I turned to him fake smiling still, and he laughed, "if you think you can make me believe there's nothing going on, then you're wrong." Bas said.

"There's nothing wrong, I'm okay, just feeling weird that's all." I replied forcedly.

"Babe, what's wrong?" He asked staring at me, I smiled shaking my head, he kept staring at me, when I tried looking away, he made me face him, pinning his gaze on me like that of a hawk pinned on it's prey, I coughed shifting a little from him, I needed a little space from him, if I didn't face him, or his stare right now, then I could pull it off, I could easily lie to him about what was going on, I didn't even know hot to tell him, so I was better off lying to him than saying anything.

I turned facing him after keeping my distance, but he kept watching me, his gaze unwavering, "I'm okay, why do you think I'm not." I said keeping a blank expression.

"I don't know what it is you're going through, or what's wrong, or whatever it is,but I thought we were close enough to share things with each other, but I was wrong," he said and I looked down, I didn't want to disappoint him by telling him about how much I was a selfish person and how I caused what happened, "but I understand if you don't have the courage to say it, whatever it is, I want you to say it, I won't judge you, I'll just listen to you, and if I have anything to say, I won't judge you, we agreed to share everything together, and you're making me worry, there's no way I won't worry, " he said pausing searching my face, I knew I wasn't keeping the blank expression I had on, I knew it changed, what he is saying is getting to me, "I can't stop myself from worrying, if I see you like this, I already guessed that something was eating you up, no let me rephrase that, I didn't just guess, I saw that something was eating you up, so I want you to tell me what it is, so I could help you, or go through it with you, please." He added and I sniffled, the tears I didn't realize were dropping from my eyes.
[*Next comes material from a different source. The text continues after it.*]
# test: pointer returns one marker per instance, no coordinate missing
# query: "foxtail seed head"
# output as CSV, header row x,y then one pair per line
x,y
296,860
"I'm so sorry, I'm so sorry." I said at once and the tears poured out more than I expected.

"It's okay, it's okay baby." He said bringing me close to him and enveloping me in a warm hug, I sniffled clutching him tightly and hugging him back, he kept patting my hair and my back.

"What's wrong sweetheart tell me." He sat me straight staring at me, I didn't even know how to start, I felt like anything I would say would make me sound self absorbed and I didn't know what to do, I couldn't react that way, but my walls kept closing up, it didn't want me to say anything to anyone, and I couldn't even find the right words, I didn't know what to say, I kept looking at his eyes, which kept searching mine.

"Please sweetheart tell me." He pressed on, looking at me worryingly, I sniffled and cleaned my eyes.

"I want to, but the thing is, I'm finding it difficult to speak, I don't even know why I'm feeling this way." I said and he dragged me closer to him, I smiled, I remembered sitting straight, he must have hated that.

"Now, it's okay, just breath, relax, and then you can speak once you feel comfortable." He said with a smile cleaning my tears, I kept sniffling and he kept cleaning my tears which kept falling like waterfalls in spring, it didn't stop, but he didn't stop either, he kept wiping it away and patting my back.

My guilt kept eating me up, it felt like the wound got deeper and it didn't move an inch, and I wanted it to move, so I could share what I felt with someone, I needed to vent to him, and it would make me feel better, I realized what he said was right,if I told him about it, I would feel better, so I turned to him facing him preparing myself and my mind for what I wanted to say, I didn't care how fast my heartbeat was right now, I just really needed to say something and I wanted him to listen.